Così i due artisti tornano a calcare i palchi. Non più giovanissimi, vanno incontro a tutte le complicazioni che il loro repertorio comporta: una comicità molto fisica, in scena, che prevede ritmi forsennati ed energie non sempre a disposizione. Soprattutto con l’avanzare dell’età. Questo, legato ai fastidi reciproci che entrambi covavano per via dell’eccessiva convivenza lavorativa e non solo, è il pretesto per portare sotto i riflettori un’amicizia intensa e complicata in grado di rimarcare quanto il confine fra dramma e comicità possa essere labile.

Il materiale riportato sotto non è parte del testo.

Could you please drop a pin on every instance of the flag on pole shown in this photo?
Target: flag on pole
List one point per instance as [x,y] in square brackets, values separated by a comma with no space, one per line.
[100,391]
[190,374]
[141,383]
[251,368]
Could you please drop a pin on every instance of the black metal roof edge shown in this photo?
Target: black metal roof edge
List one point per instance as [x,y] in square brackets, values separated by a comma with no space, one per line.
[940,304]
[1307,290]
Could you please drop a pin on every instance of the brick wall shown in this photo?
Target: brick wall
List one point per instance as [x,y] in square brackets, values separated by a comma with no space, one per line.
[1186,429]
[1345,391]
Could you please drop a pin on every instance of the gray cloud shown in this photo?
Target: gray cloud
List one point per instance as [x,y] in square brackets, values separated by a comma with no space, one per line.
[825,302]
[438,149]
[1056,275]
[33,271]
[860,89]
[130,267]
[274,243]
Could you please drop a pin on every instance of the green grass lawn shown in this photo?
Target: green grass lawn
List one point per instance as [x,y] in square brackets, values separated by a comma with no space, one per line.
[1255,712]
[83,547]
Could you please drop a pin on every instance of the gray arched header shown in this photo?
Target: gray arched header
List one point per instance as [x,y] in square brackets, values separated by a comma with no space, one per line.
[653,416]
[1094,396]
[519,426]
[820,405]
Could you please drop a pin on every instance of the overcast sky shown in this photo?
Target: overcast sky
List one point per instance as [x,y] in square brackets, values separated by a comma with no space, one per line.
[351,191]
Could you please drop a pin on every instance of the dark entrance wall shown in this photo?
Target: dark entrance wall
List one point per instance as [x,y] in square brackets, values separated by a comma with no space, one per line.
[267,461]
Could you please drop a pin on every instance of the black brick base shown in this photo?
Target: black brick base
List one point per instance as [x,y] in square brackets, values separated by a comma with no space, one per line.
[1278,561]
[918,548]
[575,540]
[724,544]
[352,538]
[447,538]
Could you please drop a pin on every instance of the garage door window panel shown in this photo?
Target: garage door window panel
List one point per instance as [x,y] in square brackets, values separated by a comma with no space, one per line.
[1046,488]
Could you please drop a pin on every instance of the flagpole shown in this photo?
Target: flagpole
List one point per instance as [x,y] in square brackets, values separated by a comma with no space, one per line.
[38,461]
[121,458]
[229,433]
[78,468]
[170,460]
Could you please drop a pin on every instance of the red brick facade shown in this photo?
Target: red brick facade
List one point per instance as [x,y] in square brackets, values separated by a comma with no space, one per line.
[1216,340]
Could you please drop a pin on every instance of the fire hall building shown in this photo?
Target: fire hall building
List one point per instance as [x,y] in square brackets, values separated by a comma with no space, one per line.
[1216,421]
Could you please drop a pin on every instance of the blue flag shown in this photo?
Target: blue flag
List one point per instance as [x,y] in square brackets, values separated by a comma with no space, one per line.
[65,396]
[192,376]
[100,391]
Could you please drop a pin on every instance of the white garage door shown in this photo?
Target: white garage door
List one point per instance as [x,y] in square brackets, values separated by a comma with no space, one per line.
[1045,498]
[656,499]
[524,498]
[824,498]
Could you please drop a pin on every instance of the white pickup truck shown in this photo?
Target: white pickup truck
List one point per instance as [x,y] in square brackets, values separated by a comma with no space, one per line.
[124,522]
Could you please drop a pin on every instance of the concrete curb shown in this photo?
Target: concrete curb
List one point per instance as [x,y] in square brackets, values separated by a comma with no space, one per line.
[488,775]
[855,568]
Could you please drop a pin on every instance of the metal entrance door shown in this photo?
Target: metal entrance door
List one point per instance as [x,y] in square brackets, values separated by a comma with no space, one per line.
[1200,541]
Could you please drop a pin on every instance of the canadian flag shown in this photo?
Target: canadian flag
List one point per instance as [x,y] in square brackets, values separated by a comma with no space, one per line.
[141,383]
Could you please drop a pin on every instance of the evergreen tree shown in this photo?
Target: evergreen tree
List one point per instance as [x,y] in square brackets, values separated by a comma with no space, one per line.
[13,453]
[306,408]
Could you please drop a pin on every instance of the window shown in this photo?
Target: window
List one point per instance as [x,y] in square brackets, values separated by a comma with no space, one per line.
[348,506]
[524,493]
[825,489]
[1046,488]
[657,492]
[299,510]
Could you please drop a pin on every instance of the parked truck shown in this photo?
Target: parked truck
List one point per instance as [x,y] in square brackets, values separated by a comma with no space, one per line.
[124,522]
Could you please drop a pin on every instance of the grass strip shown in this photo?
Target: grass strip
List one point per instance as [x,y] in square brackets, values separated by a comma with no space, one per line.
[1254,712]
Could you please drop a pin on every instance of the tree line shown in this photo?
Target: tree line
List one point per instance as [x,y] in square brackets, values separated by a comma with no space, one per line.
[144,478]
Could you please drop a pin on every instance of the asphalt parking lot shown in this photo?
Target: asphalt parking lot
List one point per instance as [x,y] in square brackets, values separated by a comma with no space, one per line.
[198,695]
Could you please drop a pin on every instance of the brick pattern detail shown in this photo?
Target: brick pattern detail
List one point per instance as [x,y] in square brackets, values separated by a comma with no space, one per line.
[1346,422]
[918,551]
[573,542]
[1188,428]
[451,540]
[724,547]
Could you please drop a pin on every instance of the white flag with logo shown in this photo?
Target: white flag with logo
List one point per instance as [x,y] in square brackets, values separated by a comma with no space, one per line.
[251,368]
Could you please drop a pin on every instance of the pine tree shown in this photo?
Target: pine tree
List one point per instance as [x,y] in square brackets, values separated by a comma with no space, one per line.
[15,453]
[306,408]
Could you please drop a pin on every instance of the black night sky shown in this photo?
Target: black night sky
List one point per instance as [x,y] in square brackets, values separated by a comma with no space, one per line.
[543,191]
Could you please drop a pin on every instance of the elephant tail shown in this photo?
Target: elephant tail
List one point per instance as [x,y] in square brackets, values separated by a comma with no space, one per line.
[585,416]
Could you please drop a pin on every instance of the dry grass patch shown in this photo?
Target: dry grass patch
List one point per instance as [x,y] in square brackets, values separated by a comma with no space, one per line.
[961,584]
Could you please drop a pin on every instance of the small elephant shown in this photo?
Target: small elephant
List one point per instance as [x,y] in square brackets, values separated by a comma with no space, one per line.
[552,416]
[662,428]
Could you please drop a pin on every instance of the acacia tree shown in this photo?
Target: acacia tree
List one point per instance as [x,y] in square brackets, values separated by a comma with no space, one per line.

Stanlio e Ollio scova nell’intimità di due icone, grazie alla credibilità di Steve Coogan e John C. Reilly, portando alla ribalta l’annientamento del giullare: quella condizione artistica per cui un artista che, per lavorare, deve sempre e comunque far ridere, non possa permettersi di soffrire. Ogni periodo opaco, ogni débacle è pagata a caro prezzo. Infatti, a oggi, il pubblico ammira Chaplin, guarda con venerazione Buster Keaton, ma adora Laurel e Hardy. Proprio perché hanno sempre trasmesso serenità, affidabilità e sicurezza. Ma a che prezzo?


Il ritratto che emerge è quello di due uomini, all’apice della loro immensità, che ormai alloggiano in piccole pensioni. Potrebbero vivere di rendita, ma il miglior guadagno restano i sorrisi della gente. Allora ci riprovano, tornano in scena per sentirsi ancora indispensabili verso una società che li ha amati (e li amerà sempre) ma è andata avanti. Il punto focale del film è proprio questa ostinazione, congeniale ai più grandi artisti, che tiene i due aggrappati alla vita nonostante le criticità fisiche ed emotive. Stanlio e Ollio corrobora il concetto di coppia soprattutto nei retroscena, nella vita dietro le quinte, non appena il sipario si chiude. Baird ci guida nel lato oscuro di due saltimbanchi che non possono – e non vogliono – staccarsi dai loro personaggi. Per questo, l’opera è una radiografia che parte dal pubblico e scava nella dimensione privata facendo leva su ogni cicatrice che la notorietà comporta. Attraverso un istante della loro esistenza emerge una carriera fatta di alti e bassi, terminata con la consapevolezza di aver lasciato il segno.